The pressure to be maximally productive is learned early, and it can be a challenge to unpick inherited notions of what constitutes a successful life. But if we don’t modify those ideas, we are unlikely to make time for recovery, or understand the value of rest and recuperation. Convalescence needs time, and while the value we place on that time ultimately comes down to what our politicians will support, we are better at providing benefits than we used to be. In the U.S., the time we allow ourselves off work has been expanding since the early 20th century. But there is still a long way to go to provide a supportive welfare safety net that allows everyone to recover to the best of their ability.

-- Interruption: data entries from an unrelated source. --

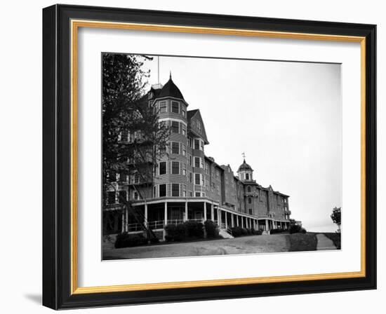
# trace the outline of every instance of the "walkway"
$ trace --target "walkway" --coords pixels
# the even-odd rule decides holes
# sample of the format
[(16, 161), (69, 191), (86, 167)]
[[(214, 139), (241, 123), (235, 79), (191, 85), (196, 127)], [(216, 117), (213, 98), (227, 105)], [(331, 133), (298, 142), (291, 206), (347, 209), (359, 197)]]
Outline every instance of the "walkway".
[(318, 240), (317, 250), (336, 250), (336, 247), (333, 242), (323, 233), (318, 233), (317, 235), (317, 239)]
[(288, 252), (289, 245), (287, 235), (251, 235), (234, 239), (104, 250), (103, 259), (149, 259)]

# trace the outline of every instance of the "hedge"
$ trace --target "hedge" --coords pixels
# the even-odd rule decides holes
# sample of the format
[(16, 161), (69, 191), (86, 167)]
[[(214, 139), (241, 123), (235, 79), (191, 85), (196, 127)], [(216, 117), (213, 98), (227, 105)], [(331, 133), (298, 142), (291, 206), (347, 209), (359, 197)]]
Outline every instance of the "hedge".
[(142, 233), (128, 234), (127, 232), (119, 233), (117, 235), (114, 247), (136, 247), (147, 244), (147, 239)]

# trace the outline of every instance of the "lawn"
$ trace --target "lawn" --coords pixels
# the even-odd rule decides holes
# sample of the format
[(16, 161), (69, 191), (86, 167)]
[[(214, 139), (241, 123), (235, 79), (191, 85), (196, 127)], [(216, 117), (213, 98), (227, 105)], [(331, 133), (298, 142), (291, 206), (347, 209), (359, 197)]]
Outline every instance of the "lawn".
[(331, 241), (333, 242), (334, 245), (338, 250), (340, 250), (340, 233), (335, 233), (333, 232), (326, 232), (323, 233)]
[(289, 252), (314, 251), (317, 250), (315, 233), (293, 233), (288, 235), (290, 241)]

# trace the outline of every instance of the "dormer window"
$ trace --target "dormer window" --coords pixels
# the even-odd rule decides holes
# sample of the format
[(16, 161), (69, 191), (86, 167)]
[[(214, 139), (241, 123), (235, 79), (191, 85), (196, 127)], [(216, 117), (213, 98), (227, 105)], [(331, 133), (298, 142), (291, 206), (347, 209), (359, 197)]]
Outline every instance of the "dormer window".
[(159, 103), (159, 113), (163, 114), (167, 111), (168, 111), (168, 109), (167, 109), (166, 102), (161, 102)]
[(171, 112), (180, 113), (180, 103), (178, 102), (171, 102)]

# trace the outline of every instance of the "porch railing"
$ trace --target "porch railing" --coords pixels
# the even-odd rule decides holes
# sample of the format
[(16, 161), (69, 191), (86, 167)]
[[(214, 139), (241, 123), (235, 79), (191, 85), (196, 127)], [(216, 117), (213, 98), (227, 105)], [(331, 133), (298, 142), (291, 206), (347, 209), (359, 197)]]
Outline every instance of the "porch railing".
[(149, 221), (147, 223), (147, 228), (152, 230), (162, 229), (164, 226), (164, 220), (157, 220), (155, 221)]

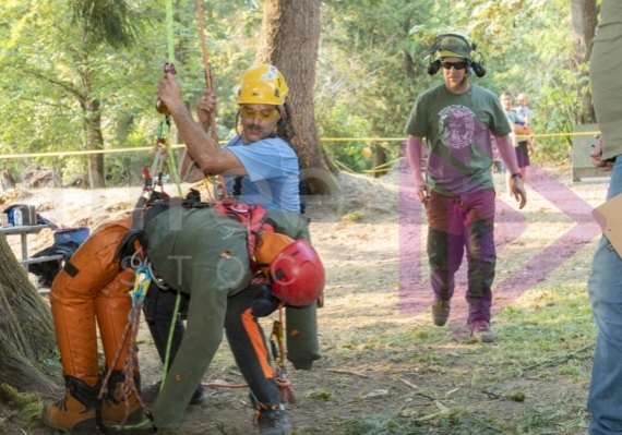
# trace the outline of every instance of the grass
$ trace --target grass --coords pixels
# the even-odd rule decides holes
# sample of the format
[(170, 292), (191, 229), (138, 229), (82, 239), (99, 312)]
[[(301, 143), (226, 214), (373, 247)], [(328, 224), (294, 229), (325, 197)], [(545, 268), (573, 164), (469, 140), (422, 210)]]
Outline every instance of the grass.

Three decades of medical practice have taught me a few principles that have helped my patients through the frightening landscape of illness—a place we all visit sooner or later. It’s helpful to find a physician you can trust, but also try to be your own best physician: drugs are the least of healing, and there are many kinds of therapies I’ve seen transform my patients’ lives —singing, walking, eating, dancing, or sitting in the sunshine with a beloved pet. Health is a balance, not a destination: Our bodies are part of nature, and doctors and nurses are more like gardeners than mechanics. Self-compassion is a much-underrated virtue, and it pays to be kind to ourselves, remembering that ideas and expectations about illness can be as powerful as drugs and poisons. And for all its irritations, frustrations, and humiliations, illness may teach us all something of value, even if that thing is only to cherish wellness when we feel it, or see it in others. From time to time, we all need to learn the art of convalescence.